RELIGIOUS FUNDAMENTALISM is alive and well in Jamaica. I believe that religious fundamentalism is an obstacle to solving several of Jamaica's social problems, and indeed could be at the root of some of those problems.
We are talking about the role of ideas. Whether we know it or not, our attitudes and behaviour is determined by the ideas we hold dear. When we approve or disapprove of anything, when we make choices about careers or about what actions to take, whether we are conscious of it or not it is the norms and values we hold our belief system (our ideology) - which guides us.
The Prime Minister was on the right track when some years ago he called for changes in our system of attitudes and values. Some of us have been calling for changes in the values and attitudes of politicians.
The various forms of fatalism, for example, are rooted in fundamentalism. Many people believe that our destiny is already fixed, that the script for the rest of time is already written, and that it is playing out before our eyes; so there is really nothing we can do to improve Jamaica. Other fundamentalists are other-worldly, i.e., "This world is not my home; I am only passing through"; so we must bear the crosses of this world to be able to wear the crown in the next. This type of religion encourages believers to accept the status quo no matter how unjust, because doing anything about it is futile and pointless. The Rastafarian idea that Jamaica is Babylon, and that working to improve Jamaica is only building up Babylon, falls under this category of thought.
When I was a science teacher in a rural high school, I had great difficulty encouraging some students to learn science, because, in their words, science was against religion. This fundamentalist view has arisen because of the challenges which science has posed to the accounts of Creation in the Book of Genesis as they are taken literally. It always amazes how otherwise sensible people can suspend their intelligence and sense of logic when it comes to religious matters.
The two Creation stories in the early part of Genesis (by two different authors) were not intended to be either history or science, and the true and profound meaning of much of scripture is hidden from the eyes of those who insist on taking literally what was intended to be allegorical or symbolic. "Evening and morning the first day" it says, but to have either you must have the sun, which was not created until the fourth day. I have heard that lyrical fundamentalist, the Rev. Clinton Chisholm, stating that he believes in the Creation story. Fundamentalists, no matter how lyrical, distort the Holy Bible by trying to make history out of serious religious myth, and worse by leading people astray into simplistic interpretations while missing the real and profound truth which God is revealing in these stories.
With this kind of thinking, I wonder if Jamaica will ever become a truly science-based and science-driven society?
By promoting simple-minded approaches to the Bible, fundamentalists avoid coming to grips with God's deep and challenging message of liberation. One of the issues maybe the main issue of the Protestant Reformation was the doctrine of justification by faith alone or by faith and good works, first raised by Martin Luther.
The ongoing dialogue between Lutherans and Roman Catholics has resolved this issue, and a joint declaration of their agreement has been issued, but the fundamentalists are not impressed.
Not being able to rise above Bible study to theology, they cannot understand the substance of the agreement, which I have explained in a previous column.
As Protestants and Catholics get closer together, evangelical fundamentalists grow further apart from both!

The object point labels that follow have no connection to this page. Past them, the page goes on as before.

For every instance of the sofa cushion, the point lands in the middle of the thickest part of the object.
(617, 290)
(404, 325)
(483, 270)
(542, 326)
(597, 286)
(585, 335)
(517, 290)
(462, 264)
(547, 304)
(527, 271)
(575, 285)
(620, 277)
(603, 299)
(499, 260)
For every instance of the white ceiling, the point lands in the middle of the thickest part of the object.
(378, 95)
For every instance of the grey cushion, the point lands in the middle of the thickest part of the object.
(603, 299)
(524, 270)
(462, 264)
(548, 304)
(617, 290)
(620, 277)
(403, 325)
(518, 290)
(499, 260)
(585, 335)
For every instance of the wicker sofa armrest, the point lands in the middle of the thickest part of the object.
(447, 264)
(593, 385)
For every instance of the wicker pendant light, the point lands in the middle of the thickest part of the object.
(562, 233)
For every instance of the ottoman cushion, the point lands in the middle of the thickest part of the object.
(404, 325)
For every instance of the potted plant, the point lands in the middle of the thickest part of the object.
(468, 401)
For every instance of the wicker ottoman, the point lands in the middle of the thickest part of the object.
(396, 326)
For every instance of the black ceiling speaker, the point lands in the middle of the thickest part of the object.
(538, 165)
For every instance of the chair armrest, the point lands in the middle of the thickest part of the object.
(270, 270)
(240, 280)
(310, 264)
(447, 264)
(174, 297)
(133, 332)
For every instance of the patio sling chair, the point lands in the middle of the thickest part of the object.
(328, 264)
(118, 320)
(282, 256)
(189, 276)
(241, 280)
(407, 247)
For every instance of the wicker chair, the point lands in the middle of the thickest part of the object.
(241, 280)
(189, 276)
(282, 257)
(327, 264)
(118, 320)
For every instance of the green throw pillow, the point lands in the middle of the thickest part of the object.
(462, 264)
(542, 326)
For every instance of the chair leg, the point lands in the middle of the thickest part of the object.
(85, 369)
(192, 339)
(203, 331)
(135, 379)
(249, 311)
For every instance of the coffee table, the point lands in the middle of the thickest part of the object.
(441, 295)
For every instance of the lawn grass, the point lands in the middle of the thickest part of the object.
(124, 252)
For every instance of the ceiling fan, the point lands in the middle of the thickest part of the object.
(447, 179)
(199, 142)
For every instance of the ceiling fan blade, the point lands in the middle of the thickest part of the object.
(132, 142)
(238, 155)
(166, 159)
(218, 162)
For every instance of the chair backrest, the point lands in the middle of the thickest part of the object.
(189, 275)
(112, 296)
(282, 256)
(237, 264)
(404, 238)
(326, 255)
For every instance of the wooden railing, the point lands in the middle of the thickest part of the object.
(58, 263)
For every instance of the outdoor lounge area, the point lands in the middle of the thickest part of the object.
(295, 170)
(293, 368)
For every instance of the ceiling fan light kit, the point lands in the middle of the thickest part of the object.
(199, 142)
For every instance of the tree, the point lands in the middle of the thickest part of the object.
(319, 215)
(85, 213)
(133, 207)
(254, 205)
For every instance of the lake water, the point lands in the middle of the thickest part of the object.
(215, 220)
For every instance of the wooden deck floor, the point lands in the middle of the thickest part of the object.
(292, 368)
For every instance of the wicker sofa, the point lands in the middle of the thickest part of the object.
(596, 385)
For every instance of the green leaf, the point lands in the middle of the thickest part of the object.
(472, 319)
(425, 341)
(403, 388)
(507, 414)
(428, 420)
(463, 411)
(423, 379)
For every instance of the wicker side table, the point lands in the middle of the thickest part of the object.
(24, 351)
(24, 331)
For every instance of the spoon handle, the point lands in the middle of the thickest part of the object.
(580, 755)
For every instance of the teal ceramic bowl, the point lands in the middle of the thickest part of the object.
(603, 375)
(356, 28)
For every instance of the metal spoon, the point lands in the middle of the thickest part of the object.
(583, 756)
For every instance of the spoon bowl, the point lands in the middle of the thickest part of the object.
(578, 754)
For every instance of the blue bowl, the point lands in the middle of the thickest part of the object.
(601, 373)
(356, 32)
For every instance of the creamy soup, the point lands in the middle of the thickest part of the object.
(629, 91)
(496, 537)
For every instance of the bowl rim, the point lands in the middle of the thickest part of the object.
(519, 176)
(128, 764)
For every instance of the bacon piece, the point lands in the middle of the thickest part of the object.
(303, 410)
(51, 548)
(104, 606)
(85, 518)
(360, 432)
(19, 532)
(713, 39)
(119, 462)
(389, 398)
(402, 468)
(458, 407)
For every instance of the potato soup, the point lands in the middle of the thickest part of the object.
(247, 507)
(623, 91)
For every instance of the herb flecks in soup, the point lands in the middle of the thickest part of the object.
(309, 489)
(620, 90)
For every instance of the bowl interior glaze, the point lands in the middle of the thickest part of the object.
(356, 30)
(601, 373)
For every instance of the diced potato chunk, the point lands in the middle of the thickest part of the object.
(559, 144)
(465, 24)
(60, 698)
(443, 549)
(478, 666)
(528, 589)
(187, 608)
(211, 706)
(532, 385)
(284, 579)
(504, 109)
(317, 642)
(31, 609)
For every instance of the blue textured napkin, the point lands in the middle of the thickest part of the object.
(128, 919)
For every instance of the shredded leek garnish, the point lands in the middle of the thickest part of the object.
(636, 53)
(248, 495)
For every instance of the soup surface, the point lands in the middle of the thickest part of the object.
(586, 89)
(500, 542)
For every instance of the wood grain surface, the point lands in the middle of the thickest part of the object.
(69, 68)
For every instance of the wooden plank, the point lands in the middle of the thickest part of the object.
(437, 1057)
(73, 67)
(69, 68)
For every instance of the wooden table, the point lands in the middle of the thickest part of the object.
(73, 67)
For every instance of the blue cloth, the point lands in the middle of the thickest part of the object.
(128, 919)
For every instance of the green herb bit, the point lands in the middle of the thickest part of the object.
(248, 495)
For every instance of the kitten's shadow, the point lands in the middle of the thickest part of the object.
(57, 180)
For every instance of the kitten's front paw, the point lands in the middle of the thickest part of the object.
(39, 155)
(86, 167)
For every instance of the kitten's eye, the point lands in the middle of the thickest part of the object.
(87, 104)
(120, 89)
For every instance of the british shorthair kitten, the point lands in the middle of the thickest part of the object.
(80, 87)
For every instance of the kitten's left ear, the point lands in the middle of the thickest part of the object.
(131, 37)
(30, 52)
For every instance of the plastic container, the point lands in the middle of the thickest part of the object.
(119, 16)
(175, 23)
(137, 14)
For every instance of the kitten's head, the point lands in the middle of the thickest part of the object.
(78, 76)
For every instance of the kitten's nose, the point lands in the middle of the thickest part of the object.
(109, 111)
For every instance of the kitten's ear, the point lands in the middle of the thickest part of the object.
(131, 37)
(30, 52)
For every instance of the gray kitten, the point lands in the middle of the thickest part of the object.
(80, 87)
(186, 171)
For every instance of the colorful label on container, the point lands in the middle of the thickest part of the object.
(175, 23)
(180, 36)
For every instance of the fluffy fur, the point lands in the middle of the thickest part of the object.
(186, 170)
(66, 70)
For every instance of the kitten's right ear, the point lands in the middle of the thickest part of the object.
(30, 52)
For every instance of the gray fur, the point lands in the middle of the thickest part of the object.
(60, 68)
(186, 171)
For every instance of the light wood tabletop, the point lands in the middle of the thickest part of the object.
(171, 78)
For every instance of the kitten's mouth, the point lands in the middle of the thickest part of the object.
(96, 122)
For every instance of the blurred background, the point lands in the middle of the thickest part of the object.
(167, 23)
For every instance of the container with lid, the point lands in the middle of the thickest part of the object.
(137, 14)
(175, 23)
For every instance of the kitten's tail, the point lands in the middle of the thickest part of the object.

I have recently written on how the New Covenant has replaced the Old, and how Jesus' Law of Love has transcended the Old Testament ethics of retaliation. Because fundamentalist Christians believe that all the Bible is literally true, and because the Old Testament is so large compared to the New, they are trapped into espousing pre-Christian (and even anti-Christian) ideas into their doctrines.
The idea that humanity is intrinsically evil is fundamentally anti-Christian, for how then could the Word have become flesh and dwelt amongst us? You would either have to conclude (as the Jehovah's Witnesses do) that Jesus really is not God, or (as many do today) that he really was not human but only took human form.
When you tell a person that they are fundamentally evil, they might actually believe you, and set out to prove you right. This hotbed of fundamentalism we live in is also full of people with negative images of themselves of others and of the world. How different would be our national psychology if we believed the Bible when it says that God loved the world (after all, he made it good) and everyone in it, and that we and the world are intrinsically good.
The spirit of Ecumenism which has infected the Catholic Church in recent decades has not allowed us to criticise the doctrinal and theological errors of other churches and sects the way we are criticised (and attacked). We tend to turn the other cheek in these matters. I believe that the message of Jesus is Good News, and I want to explain it, even if "some corn get mash'.
Theology is an attempt to come to terms with the truth of scripture in the light of human reason.
I believe that theology has much to offer Jamaica to assist with progress and human development. Fundamentalism, on the other hand, is taking us nowhere good.
Peter Espeut is a developmental sociologist and holds an honours degree in theology from St. Michael's Seminary/United Theological College of the West Indies.